It was a day pockmarked with gyrations, mostly on the downside, but the underlying tensions in the world provided enough demand for gold to rebound from those drops and close with a very small gain. The $1,410 -$1,415 day range it was in before the pit session got rolling was tested three times on the downside, and bent out of shape twice. Nonetheless, gold moved back into the range by the close.
Starting a little above $1,415 at 8 AM ET, the metal slid down to $1,409 before rebounding to around $1,410. Aiding and abetting the slide was a better than expected personal-income gain, with a worse-than-expected rise in personal consumption. Jitters before the release of the National Realtor Association's pending home sales index, at 10:00, drove gold down to $1,408. Those nerves proved to be misplaced, as January's number showed a decline of 2.8% and December's was sharply revised from a 2% increase to a 3.2% drop. Drawing strength from that awful revision, gold leapt up to $1,416.
However, the $1,415 ceiling did it work. Gold descended to around $1,414 and stayed there until morning had turned into afternoon. Then, it slowly declined until it fell out of bed to $1,409 around 1:30. That doleful end to the pit session was mostly reversed as gold headed up to $1,411. Then, the decline resumed as more selling entered the picture; around 2:45, the metal touched a daily low of $1,404.00. Again, the fall was reversed by new buyers coming into the market. Gold climbed back to around $1,411 and stayed there as the battered range ended up holding. As of the end of regular trading the spot price was $1,411.20 for a gain of $1.60 on the day. [Unfortunately, I missed the Kitco Gold Index read for the end of the day - my apologies. The strengthening-greenback component was around +$7.00, while predominant selling was near -$5.40.]
Gold's six-month chart, from Stockcharts.com, shows today's action as stuck in a wider short-term interday range of $1,400 - $1,420:
Despite today's falls, the body of today's candlestick is higher than those of the last four days. Gold's RSI level, found at the top of its chart, is still close to the 70 overbought level. Reversals still make their appearance, but new demand is plentiful enough at lower prices to make them a temporary intraday phenomenon. This underlying strength is keeping a substantial pullback from visiting the metal.
The U.S. Dollar Index lacks such strength, as is evident from its descent below 77. After plummeting early in the morning, the Index stayed stuck in a range between 76.75 and 77.0. A late-morning attempt to get above 77 was defeated, as was a second attempt a little after 1:00. Thus double-topping, the Index slumped to around 76.9. As of 5:30, it was at 76.885.
Its own six-month chart, also from Stockcharts.com, shows a slow but definite erosion of its value in the short term:
The Index has moved below the 77 support level, but not by much as of now. Its Moving Average Convergence-Divergence lines, found at the bottom of its chart, are three trading days into a bearish configuration. Despite the deteriorating technical picture, 77 still has made for a potent support level. If the Index continues dropping, it's likely to do so without much conviction at these levels.

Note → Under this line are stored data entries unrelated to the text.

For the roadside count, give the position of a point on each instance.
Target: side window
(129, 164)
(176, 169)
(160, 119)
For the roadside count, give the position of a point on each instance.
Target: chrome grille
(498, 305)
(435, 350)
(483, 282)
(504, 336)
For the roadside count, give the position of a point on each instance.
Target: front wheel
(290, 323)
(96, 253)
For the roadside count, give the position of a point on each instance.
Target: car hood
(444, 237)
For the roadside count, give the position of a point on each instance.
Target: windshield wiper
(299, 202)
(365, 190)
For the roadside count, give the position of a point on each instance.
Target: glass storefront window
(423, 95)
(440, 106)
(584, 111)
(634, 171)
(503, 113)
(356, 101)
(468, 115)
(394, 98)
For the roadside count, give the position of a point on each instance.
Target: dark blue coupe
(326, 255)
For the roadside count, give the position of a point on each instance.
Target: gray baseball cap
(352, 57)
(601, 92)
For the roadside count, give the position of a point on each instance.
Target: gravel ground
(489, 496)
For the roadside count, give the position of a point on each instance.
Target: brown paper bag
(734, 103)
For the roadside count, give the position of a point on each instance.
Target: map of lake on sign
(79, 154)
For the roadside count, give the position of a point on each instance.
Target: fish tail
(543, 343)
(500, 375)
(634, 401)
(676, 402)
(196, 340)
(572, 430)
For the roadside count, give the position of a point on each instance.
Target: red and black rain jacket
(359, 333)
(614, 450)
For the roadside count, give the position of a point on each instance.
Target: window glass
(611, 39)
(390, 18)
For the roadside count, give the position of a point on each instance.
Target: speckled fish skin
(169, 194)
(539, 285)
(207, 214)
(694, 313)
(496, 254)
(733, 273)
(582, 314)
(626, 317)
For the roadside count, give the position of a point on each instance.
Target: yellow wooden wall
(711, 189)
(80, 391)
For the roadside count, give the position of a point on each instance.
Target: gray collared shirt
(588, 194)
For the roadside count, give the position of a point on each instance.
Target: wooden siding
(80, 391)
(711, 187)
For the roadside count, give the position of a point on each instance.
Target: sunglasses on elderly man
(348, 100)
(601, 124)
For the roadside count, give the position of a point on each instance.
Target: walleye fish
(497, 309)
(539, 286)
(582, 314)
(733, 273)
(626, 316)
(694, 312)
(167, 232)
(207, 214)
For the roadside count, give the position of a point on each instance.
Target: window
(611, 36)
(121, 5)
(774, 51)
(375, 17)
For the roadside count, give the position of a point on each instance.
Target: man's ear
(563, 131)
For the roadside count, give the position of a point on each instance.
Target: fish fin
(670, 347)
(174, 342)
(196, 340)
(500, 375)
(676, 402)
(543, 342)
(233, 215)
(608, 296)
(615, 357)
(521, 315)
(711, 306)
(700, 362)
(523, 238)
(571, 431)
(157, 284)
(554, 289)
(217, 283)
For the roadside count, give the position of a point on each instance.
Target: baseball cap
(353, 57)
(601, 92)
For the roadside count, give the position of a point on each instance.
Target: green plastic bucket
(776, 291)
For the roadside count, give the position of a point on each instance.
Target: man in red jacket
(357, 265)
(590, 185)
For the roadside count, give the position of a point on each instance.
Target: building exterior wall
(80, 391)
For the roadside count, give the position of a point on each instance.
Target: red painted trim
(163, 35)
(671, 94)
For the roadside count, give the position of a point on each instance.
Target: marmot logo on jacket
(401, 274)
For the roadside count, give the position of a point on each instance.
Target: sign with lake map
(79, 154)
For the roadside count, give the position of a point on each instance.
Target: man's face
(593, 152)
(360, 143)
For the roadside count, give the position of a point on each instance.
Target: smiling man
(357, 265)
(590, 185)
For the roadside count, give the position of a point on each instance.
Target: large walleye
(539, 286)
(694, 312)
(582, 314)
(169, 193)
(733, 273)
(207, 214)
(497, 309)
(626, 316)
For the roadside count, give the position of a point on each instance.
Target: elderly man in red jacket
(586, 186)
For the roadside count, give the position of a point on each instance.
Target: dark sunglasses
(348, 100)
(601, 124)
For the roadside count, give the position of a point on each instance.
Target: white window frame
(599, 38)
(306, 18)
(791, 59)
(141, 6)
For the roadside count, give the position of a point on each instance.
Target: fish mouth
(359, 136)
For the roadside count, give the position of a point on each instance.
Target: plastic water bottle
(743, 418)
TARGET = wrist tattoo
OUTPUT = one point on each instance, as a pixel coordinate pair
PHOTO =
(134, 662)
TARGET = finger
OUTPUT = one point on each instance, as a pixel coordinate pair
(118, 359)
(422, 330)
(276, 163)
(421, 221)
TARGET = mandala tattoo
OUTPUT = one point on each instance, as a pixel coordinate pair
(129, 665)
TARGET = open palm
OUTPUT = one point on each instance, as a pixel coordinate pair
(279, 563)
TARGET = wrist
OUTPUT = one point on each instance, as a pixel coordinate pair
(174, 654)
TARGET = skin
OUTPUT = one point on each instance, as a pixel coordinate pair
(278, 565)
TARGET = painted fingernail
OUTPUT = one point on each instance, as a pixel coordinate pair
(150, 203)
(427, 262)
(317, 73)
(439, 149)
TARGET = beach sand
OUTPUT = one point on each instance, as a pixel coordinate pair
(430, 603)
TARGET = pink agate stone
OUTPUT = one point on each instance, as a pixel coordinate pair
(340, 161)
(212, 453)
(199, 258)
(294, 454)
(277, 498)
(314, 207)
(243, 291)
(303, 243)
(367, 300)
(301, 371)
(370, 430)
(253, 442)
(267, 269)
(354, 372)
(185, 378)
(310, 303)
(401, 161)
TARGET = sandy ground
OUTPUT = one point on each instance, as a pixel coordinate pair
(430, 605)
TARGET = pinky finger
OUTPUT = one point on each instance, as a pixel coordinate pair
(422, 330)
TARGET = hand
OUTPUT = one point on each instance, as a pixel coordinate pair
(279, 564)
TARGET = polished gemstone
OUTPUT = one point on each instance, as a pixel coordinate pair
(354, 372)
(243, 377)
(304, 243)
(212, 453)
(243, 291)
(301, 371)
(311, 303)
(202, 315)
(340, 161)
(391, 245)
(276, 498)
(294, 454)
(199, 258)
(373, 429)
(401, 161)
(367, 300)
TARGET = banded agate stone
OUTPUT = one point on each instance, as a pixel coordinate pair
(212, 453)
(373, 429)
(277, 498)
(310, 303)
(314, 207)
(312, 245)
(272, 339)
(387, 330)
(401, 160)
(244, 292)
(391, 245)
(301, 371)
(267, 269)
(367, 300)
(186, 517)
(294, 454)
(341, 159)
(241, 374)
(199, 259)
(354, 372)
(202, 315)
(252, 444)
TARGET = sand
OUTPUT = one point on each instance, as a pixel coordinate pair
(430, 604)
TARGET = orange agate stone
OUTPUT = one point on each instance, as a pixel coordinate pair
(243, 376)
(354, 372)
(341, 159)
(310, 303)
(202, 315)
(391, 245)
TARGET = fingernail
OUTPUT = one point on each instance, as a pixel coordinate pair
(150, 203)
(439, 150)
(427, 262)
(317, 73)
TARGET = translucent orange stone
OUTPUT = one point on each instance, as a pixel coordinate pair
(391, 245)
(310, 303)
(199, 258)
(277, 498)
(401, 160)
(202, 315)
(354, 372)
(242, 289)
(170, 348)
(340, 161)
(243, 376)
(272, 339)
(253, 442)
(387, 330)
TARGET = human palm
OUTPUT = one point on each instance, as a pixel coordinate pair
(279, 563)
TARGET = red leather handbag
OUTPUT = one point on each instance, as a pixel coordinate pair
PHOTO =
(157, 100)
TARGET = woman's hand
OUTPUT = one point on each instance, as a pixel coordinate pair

As for gold, subsurface demand surfacing at lower levels has kept it above $1,410. Although shocking (or galvanizing) headlines from the Middle East and North Africa are now absent, tensions still simmer; the same goes for inflation worries. This simmerage has put a flexible floor under the metal for now. Gold might sink below $1,410 in the overnight session, but a test of $1,400 looks unlikely as long as that underlying demand is still there.